Once the surgeon is satisfied that everything fits properly, the incision is closed with stitches. Several layers of stitches are used under the skin, and either stitches or metal staples are then used to close the skin. A bandage is applied to the incision, and you are returned to the recovery room

How should I prepare for surgery?

Most surgical procedures require that some type of anesthesia be done before surgery. A very small number of patients have problems with anesthesia.
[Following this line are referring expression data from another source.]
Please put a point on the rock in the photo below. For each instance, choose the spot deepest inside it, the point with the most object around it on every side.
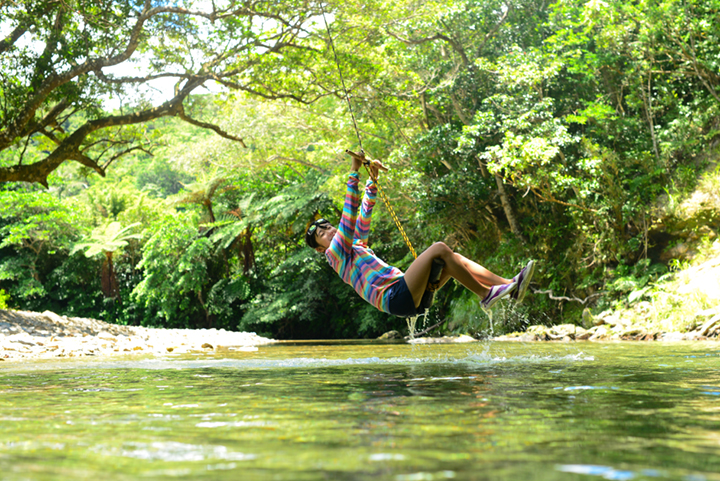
(563, 330)
(601, 333)
(391, 335)
(582, 334)
(632, 332)
(709, 326)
These problems can be reactions to the drugs used, problems related to other medical complications, and problems due to the anesthesia. Be sure to discuss the risks and your concerns with your anesthesiologist.

Thrombophlebitis (Blood Clots)

Thrombophlebitis , sometimes called deep venous thrombosis (DVT) , can occur after any operation, but it is more likely to occur following surgery on the hip, pelvis, or knee. DVT occurs when the blood in the large veins of the leg forms blood clots. This may cause the leg to swell and become warm to the touch and painful. If the blood clots in the veins break apart, they can travel to the lung, where they lodge in the capillaries and cut off the blood supply to a portion of the lung. This is called a pulmonary embolism . ( Pulmonary means lung, and embolism refers to a fragment of something traveling through the vascular system.) Most surgeons take preventing DVT very seriously. There are many ways to reduce the risk of DVT, but probably the most effective is getting you moving as soon as possible. Two other commonly used preventative measures include

pressure stockings to keep the blood in the legs moving,

medications that thin the blood and prevent blood clots from forming

What happens after surgery?

After surgery, your hip will be covered with a padded dressing. Special boots or stockings are placed on your feet to help prevent blood clots from forming. A triangle-shaped cushion may be positioned between your legs to keep your legs from crossing or rolling in.

If your surgeon used a general anesthesia, a nurse or respiratory therapist will visit your room to guide you in a series of breathing exercises. You'll use an incentive spirometer to improve breathing and avoid possible problems with pneumonia.

Physical therapy treatments are scheduled one to three times each day as long as you are in the hospital. Your first treatment is scheduled soon after you wake up from surgery. Your therapist will begin by helping you move from your hospital bed to a chair. By the second day, you'll begin walking longer distances using your crutches or walker. Most patients are safe to put comfortable weight down when standing or walking. However, if your surgeon used a noncemented prosthesis, you may be instructed to limit the weight you bear on your foot when you are up and walking.

Your therapist will review exercises to begin toning and strengthening the thigh and hip muscles. Ankle and knee movements are used to help pump swelling out of the leg and to prevent the formation of blood clots.

Patients are usually able to go home after spending four to seven days in the hospital. You'll be on your way home when you can demonstrate a safe ability to get in and out of bed, walk up to 75 feet with your crutches or walker, go up and down stairs safely. and consistently remember to use your hip precautions. Patients who still need extra care may be sent to a different hospital unit until they are safe and ready to go home.

Most orthopedic surgeons recommend that you have checkups on a routine basis after your artificial joint replacement. How often you need to be seen varies from every six months to every five years, according to your situation and what your surgeon recommends.

Patients who have an artificial joint will sometimes have episodes of pain, but if you have a period that lasts longer than a couple of weeks you should consult your surgeon. During the examination, the orthopedic surgeon will try to determine why you are feeling pain. X-rays may be taken of your artificial joint to compare with the ones taken earlier to see whether the joint shows any evidence of loosening.